BBC News:
The December sun is baking on the Heng Chun peninsula, the tongue of land that juts out from the bottom end of Taiwan into the Philippine Sea.
A half-smoked cigarette pokes from the corner of Hsu Keng-Jui’s mouth. He is part of a network of volunteers – most of them veterans like him – who track the now-constant presence of Chinese ships and aircraft just outside Taiwan’s territorial limit.
Using plastic zip ties, Mr Hsu straps a long radio antenna to a steel railing, then sits down with his portable radios and begins to scan the military channels. At first all we hear is the soft southern lilt of the Taiwan coastguard directing sea traffic. Then a different accent and a different tone comes through the heavy static. It’s the Chinese navy.
China has been ramping up the pressure ahead of a pivotal presidential race in Taiwan, an island it has long seen as a renegade province. With just weeks to go, Beijing looms larger than ever before – on the ballot, and at Taiwan’s borders.
“We represent all the people of China,” the voice from the Chinese navy intones. “The People’s Republic of China is the only legitimate government of China, and Taiwan is an inseparable part of China.”
Dragging on another cigarette, Mr Hsu looks unmoved: “I hear it every day now. It’s like they’re reading from a script.”
Another voice comes across the airwaves. It’s the captain of a Chinese tugboat, just three miles off Taiwan’s coast.

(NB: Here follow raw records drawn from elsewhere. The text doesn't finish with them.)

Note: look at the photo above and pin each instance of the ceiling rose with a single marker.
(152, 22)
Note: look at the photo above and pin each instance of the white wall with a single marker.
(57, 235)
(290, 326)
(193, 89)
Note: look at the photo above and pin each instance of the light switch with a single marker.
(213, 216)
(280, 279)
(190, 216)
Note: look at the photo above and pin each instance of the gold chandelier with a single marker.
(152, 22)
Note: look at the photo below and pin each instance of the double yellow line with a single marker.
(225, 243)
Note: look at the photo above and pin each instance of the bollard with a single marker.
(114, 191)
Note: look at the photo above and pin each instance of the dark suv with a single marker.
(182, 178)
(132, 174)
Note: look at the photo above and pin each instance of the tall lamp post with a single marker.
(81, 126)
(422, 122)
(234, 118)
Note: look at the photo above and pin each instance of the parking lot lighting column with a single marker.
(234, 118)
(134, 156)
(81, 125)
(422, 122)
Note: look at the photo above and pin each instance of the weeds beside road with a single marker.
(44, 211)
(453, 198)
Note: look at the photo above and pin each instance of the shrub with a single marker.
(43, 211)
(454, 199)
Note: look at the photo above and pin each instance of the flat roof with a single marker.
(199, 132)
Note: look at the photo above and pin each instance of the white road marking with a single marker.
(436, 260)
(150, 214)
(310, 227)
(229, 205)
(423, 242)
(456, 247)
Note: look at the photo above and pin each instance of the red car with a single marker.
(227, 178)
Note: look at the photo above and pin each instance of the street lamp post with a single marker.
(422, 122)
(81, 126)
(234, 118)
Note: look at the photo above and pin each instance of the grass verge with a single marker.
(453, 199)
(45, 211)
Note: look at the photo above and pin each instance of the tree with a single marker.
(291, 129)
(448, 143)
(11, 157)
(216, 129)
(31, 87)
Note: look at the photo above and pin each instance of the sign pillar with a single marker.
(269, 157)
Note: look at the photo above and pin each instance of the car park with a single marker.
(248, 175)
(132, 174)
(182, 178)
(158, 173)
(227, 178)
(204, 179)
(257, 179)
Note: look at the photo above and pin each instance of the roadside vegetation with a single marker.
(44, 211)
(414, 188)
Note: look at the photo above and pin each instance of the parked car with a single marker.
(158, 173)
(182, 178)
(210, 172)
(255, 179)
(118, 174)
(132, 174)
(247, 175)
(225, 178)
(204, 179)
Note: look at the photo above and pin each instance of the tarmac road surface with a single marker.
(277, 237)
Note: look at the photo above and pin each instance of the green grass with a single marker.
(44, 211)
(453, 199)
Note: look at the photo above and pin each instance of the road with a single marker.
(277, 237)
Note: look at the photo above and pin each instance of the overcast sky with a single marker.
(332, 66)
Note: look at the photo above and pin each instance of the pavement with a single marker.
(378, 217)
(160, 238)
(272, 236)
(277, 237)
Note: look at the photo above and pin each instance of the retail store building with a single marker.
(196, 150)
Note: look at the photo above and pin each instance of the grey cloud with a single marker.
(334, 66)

The captain has been asked to move out of Taiwan’s territorial waters, but he refuses: “What territorial waters are you talking about? Taiwan doesn’t have any territorial waters!”
Mr Hsu is suddenly furious. He leaps up, grabs a handset and lets loose a stream of invective over the airwaves. He swears as he sits back down, muttering, “Who does he think he is?”

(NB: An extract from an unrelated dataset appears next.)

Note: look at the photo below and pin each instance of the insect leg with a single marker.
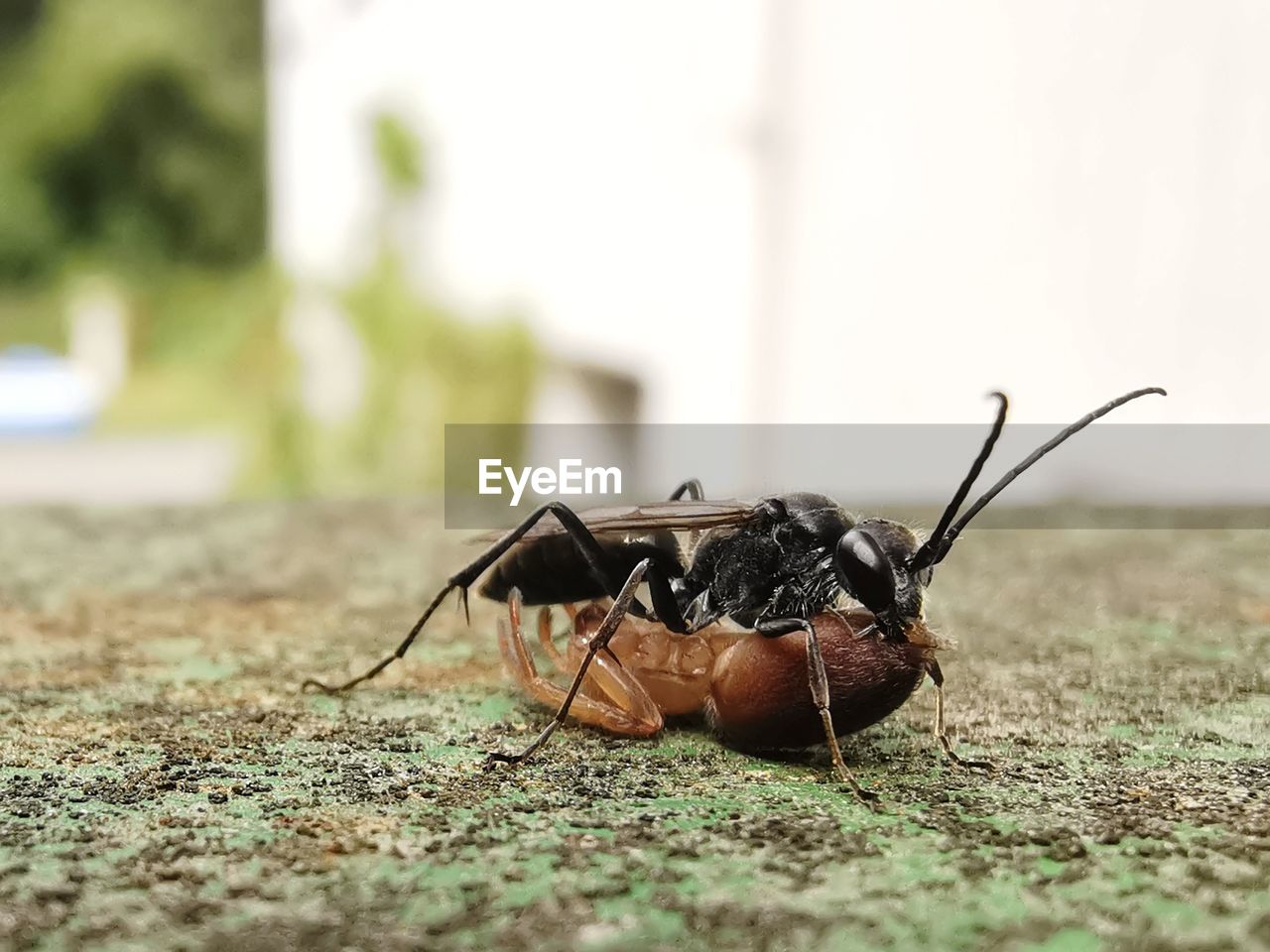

For decades the governments in Beijing and Taipei had an unwritten agreement not to stray across a median line that divides the 110-mile-wide strait between them. Now China is crossing it almost daily, at sea and in the air. On one day in September the People’s Liberation Army sent more than a 100 aircraft towards Taiwan, 40 of which crossed the median line.

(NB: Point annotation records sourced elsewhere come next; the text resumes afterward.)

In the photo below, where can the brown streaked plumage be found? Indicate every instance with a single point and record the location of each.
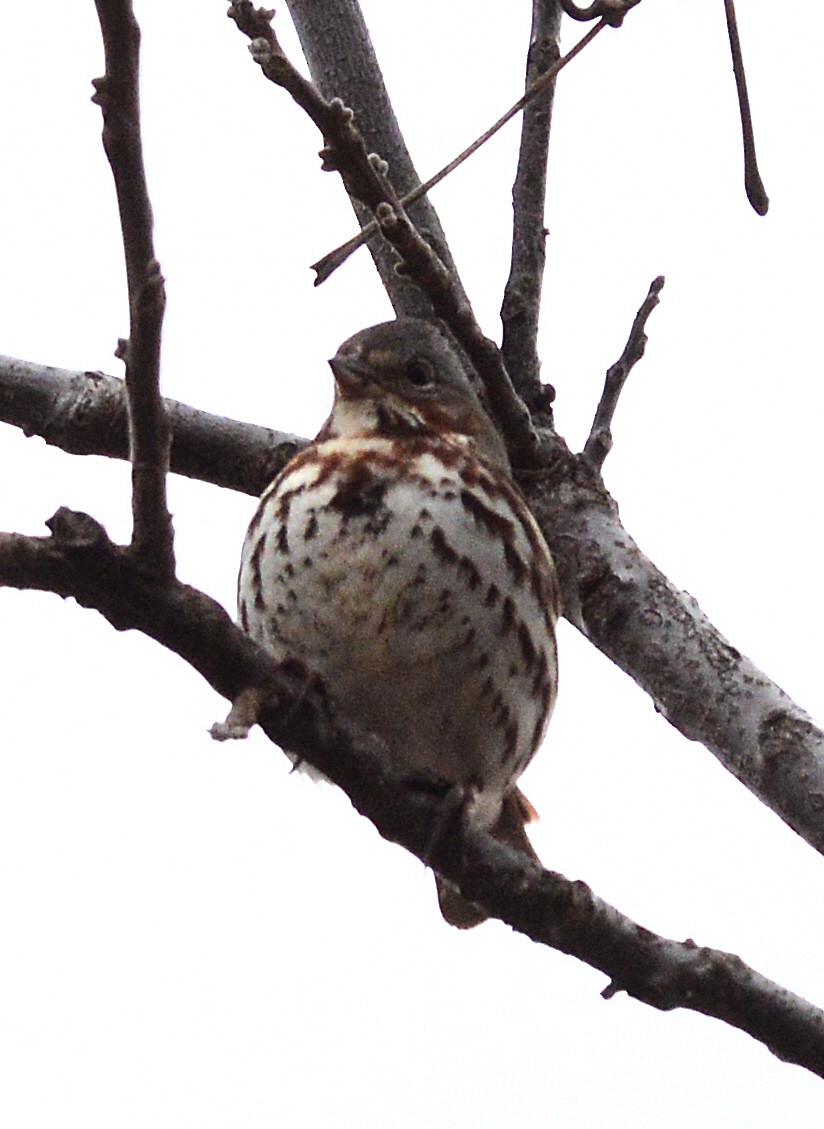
(397, 560)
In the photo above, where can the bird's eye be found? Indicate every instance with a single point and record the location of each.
(419, 373)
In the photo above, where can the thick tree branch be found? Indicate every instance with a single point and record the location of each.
(659, 636)
(117, 96)
(522, 297)
(365, 176)
(85, 413)
(612, 592)
(79, 560)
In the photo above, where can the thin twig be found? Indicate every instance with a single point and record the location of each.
(117, 96)
(649, 628)
(753, 184)
(599, 442)
(365, 176)
(338, 49)
(522, 297)
(329, 264)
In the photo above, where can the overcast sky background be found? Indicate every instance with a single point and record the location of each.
(193, 938)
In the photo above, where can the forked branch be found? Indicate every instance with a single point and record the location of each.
(599, 442)
(117, 96)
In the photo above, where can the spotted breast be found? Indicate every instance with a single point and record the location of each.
(397, 560)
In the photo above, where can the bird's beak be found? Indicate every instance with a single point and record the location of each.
(350, 373)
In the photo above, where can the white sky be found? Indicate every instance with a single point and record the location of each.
(192, 937)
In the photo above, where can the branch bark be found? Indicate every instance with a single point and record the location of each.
(522, 297)
(79, 560)
(343, 64)
(612, 592)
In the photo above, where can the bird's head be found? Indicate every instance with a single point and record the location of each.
(404, 378)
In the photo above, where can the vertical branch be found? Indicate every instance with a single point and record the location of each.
(149, 434)
(522, 298)
(335, 42)
(753, 184)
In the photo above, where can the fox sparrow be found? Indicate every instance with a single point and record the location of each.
(397, 560)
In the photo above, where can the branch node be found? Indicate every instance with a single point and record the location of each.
(76, 530)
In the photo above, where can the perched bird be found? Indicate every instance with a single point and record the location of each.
(395, 557)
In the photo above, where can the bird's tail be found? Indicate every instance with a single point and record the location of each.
(510, 828)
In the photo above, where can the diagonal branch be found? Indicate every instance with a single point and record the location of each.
(86, 413)
(117, 96)
(612, 593)
(522, 297)
(79, 560)
(365, 176)
(343, 64)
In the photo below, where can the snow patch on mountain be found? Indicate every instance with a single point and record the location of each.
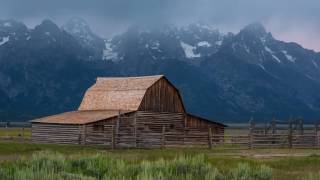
(204, 44)
(272, 54)
(315, 64)
(4, 40)
(218, 43)
(7, 24)
(108, 52)
(288, 56)
(189, 50)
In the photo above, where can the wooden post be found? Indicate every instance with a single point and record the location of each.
(163, 137)
(113, 138)
(135, 129)
(290, 133)
(23, 134)
(317, 136)
(118, 121)
(79, 135)
(301, 126)
(210, 137)
(84, 134)
(265, 128)
(251, 128)
(273, 126)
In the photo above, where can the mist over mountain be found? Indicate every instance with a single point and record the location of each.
(227, 77)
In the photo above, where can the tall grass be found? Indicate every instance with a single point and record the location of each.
(55, 166)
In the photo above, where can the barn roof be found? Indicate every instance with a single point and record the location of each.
(124, 93)
(79, 117)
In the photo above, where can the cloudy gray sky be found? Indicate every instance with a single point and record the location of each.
(289, 20)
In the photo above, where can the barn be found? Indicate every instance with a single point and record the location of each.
(142, 112)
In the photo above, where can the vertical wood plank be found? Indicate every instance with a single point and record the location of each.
(84, 134)
(163, 137)
(290, 133)
(113, 137)
(210, 137)
(135, 129)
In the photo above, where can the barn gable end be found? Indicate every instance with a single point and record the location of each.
(162, 96)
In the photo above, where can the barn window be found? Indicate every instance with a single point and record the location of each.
(146, 127)
(98, 128)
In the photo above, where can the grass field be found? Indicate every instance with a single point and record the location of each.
(15, 132)
(285, 163)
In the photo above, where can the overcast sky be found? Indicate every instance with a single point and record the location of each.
(289, 20)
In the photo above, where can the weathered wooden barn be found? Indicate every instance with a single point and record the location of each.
(128, 112)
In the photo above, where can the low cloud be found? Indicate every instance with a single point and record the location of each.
(290, 20)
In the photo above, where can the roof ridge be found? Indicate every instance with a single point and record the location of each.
(131, 77)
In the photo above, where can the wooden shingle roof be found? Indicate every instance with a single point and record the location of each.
(78, 117)
(119, 93)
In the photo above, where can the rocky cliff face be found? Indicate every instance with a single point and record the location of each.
(229, 77)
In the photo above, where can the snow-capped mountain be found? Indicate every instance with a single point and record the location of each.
(225, 76)
(80, 29)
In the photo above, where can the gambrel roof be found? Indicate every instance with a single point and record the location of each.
(119, 93)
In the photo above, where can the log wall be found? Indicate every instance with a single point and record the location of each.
(162, 97)
(56, 133)
(139, 129)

This so-called “grey zone warfare” is meant to “subdue the enemy without fighting” to borrow the words of a legendary Chinese military strategist. In this case the enemy is Taiwan’s government, those who support Taiwan’s permanent separation from China, and its foreign allies in the United States and Japan.
“China is sending a very strong message to the United States and even Japan,” says retired Admiral Lee Hsi-min, a former commander of Taiwan’s armed forces. “It’s telling them that Taiwan is part of China. That this is our area so we can do whatever we want here. Meanwhile it’s aimed at making Taiwanese people scared and making them capitulate.”